San Mateo enumera ocho categorías de bienaventurados: los pobres
de espíritu; los mansos; los que lloran; los que tienen hambre y
sed de justicia; los misericordiosos; los limpios de corazón;
los pacíficos, y los que padecen persecución por causa de la
justicia (Mt. 5: 3-10).
Cabe preguntarse:
¿cuántas personas, en el mundo moderno, desean sinceramente
asumir estas ocho Bienaventuranzas hasta sus radicales
consecuencias?: “Bienaventurados seréis cuando os insulten y
persigan y con mentira digan contra vosotros todo género de mal
por mi causa” (Mt. 5: 11).
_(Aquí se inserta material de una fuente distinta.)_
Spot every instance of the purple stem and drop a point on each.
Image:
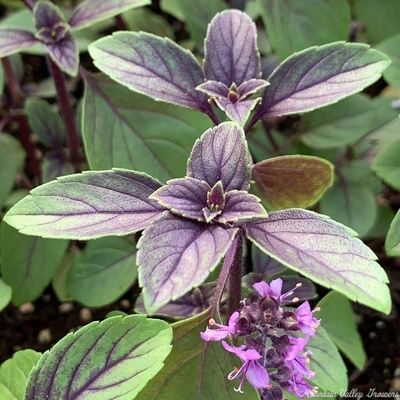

En realidad, hace dos mil años que el
mensaje cristiano se opone y se propone valientemente a lo que
Jesucristo llamó el mundo, y hoy, como hace dos mil años, el
Sermón de la Montaña sigue siendo tan evidentemente verdadero,
como dolorosamente desoído –al menos en el contexto de la
historia. No es preciso asumir una visión apocalíptica de la
postmodernidad para aceptar que, en octubre del año 2004, son
muy pocos y muy débiles los signos de que alguna de las ocho
Bienaventuranzas presida las “grandes decisiones” que marcan la
política y la economía mundiales. ¿Cómo se escucharía hoy, en un
foro parlamentario o en una reunión ministerial o ejecutiva,
este mensaje: “Amad a vuestros enemigos, haced bien a los que os
aborrecen, bendecid a los que os maldicen y orad por los que os
calumnian”? (Lc. 6: 27-29).
Pues éste es el único Mensaje verdaderamente revolucionario (es
decir, radicalmente transformador) que ha escuchado la humanidad.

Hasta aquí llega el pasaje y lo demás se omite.